Tal como Nuestras Voces reveló en su edición del 30 de junio de 2016, el ex ministro José Alfredo Martínez de Hoz fue lobbista de la familia Macri en un proyecto inmobiliario con Donald Trump que al final quedó inconcluso. Es de suponer que si “Joe” aún viviera –y si su edad no fuese un obstáculo– tal vez sería parte del elenco gobernante. Por lo pronto, su primogénito –también llamado José Alfredo– es actualmente el vicepresidente del Instituto Nacional de Propiedad Industrial (INPI). Y ejerce tal función sin desatender sus tareas en el autodenominado Colegio de Abogados de la Ciudad de Buenos Aires, un distinguido antro de ex funcionarios y apologistas de la dictadura que provee al gobierno de cuadros jurídicos.

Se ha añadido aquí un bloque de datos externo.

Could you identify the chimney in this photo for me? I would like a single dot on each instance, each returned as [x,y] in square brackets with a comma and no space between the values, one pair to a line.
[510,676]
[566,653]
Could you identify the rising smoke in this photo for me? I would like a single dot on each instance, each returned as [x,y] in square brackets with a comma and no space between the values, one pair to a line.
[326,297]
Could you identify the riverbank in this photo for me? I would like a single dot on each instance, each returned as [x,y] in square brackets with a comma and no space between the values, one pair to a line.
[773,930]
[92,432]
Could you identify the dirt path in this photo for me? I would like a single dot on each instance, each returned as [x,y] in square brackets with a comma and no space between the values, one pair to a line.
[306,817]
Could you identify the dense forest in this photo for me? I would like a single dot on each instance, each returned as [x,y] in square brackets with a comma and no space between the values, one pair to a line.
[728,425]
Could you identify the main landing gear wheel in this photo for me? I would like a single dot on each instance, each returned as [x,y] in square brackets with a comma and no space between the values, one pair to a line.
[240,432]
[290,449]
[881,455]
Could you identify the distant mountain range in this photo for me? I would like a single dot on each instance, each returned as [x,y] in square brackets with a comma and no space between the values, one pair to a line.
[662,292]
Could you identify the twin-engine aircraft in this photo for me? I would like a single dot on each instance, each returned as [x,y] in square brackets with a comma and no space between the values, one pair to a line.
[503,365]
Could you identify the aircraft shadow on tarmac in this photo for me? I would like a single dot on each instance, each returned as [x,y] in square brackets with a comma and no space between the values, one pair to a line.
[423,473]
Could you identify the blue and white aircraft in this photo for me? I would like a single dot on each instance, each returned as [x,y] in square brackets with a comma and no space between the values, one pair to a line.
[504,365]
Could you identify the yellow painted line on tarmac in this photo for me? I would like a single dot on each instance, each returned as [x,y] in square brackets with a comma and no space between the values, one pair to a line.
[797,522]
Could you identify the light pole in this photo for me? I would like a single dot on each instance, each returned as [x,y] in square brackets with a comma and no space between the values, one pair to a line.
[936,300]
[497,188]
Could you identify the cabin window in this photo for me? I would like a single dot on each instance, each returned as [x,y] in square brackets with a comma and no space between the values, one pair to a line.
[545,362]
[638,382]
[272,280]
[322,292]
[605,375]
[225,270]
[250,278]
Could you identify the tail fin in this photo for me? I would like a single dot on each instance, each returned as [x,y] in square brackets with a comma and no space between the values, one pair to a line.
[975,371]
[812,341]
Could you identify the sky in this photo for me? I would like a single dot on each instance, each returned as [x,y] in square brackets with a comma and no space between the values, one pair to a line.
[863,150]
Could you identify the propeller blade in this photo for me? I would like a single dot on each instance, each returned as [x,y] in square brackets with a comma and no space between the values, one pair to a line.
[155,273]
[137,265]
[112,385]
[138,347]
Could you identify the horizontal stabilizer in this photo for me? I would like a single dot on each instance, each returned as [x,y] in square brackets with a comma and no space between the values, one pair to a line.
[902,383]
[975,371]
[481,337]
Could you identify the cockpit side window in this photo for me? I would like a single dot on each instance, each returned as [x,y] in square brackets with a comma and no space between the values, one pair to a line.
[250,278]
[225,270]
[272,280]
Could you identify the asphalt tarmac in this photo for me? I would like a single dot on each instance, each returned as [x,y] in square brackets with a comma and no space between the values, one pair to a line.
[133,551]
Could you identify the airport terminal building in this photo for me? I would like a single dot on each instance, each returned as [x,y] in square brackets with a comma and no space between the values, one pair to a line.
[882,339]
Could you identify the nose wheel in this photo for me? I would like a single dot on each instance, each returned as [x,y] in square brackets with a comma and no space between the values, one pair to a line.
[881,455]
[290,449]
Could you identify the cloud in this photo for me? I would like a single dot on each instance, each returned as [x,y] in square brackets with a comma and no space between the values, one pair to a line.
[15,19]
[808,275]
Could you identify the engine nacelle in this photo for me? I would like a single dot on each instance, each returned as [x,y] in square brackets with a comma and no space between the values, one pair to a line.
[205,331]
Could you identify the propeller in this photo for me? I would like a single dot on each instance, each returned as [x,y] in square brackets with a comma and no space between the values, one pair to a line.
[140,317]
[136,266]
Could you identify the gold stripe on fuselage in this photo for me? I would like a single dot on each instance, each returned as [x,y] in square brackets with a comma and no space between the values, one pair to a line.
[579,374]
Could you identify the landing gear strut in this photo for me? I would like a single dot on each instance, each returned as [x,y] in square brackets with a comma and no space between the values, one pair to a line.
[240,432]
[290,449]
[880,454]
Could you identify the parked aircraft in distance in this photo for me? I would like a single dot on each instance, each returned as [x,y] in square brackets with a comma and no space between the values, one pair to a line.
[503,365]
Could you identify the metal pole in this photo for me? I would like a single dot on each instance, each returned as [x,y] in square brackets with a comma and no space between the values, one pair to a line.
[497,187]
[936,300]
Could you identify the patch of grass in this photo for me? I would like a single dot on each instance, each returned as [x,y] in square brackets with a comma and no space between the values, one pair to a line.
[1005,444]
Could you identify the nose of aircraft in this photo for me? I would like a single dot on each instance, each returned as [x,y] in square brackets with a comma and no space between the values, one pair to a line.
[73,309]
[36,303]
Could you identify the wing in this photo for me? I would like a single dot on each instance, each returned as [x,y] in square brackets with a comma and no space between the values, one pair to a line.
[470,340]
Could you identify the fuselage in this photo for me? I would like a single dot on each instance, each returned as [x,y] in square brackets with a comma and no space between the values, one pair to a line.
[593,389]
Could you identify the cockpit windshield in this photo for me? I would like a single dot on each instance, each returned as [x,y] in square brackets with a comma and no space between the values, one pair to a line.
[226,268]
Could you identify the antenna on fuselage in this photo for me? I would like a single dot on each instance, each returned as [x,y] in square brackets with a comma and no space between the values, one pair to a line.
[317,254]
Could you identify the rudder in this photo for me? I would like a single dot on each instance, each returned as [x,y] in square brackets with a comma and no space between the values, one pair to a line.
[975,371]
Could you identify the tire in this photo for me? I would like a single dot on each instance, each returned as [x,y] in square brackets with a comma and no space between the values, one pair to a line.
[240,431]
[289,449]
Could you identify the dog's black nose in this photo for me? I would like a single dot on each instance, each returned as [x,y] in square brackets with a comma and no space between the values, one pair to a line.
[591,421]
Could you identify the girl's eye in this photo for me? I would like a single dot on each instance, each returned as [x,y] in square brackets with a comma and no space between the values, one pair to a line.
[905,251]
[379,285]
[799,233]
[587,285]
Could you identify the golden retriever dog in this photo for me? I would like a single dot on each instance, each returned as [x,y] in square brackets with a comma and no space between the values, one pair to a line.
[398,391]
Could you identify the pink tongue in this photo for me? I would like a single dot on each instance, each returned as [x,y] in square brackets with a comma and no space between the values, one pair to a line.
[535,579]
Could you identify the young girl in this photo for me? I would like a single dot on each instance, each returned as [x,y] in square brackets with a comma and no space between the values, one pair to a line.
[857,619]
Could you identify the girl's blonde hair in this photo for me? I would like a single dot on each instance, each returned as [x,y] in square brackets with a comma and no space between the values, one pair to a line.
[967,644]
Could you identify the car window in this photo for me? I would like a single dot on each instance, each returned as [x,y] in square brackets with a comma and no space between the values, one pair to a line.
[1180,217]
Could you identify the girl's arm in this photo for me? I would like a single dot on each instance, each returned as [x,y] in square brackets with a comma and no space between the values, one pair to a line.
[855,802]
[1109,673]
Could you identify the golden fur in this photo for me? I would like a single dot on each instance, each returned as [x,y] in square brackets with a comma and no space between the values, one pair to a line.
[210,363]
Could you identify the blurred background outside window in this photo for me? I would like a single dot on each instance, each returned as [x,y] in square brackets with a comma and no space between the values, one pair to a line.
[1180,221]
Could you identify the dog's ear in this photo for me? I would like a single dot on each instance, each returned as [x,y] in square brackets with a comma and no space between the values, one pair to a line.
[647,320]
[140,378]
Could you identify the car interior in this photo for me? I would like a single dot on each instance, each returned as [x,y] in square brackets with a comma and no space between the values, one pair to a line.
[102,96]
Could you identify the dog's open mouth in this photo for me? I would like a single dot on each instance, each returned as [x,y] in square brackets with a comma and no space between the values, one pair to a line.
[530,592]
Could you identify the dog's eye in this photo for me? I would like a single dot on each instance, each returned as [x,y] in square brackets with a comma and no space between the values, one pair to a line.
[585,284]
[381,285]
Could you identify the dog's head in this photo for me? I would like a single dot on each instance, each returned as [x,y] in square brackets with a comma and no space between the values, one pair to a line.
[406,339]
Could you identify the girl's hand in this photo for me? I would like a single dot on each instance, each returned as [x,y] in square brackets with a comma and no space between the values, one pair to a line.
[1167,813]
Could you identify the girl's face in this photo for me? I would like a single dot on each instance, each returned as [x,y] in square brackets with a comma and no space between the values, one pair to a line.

Uno de los más notorios es el doctor Alejandro Fargosi, un discípulo y colaborador del secretario de Programación Económica en la gestión de Joe, Guillermo Klein. Y no lo defraudó: en tiempos recientes fue representante del PRO ante el Concejo de la Magistratura, estuvo postulado por el gobierno para la Suprema Corte y litigó contra el país en nombre de un fondo buitre ante el CIADI (la institución de arbitrajes del Banco Mundial) por la recuperación de Aerolíneas Argentinas. Claro que además es asesor del propio Macri.
La pata civil de la dictadura ha vuelto a caminar.
*Ricardo Ragendorfer es periodista especializado en policiales. La nota original fue publicada en la web Nuestras Voces.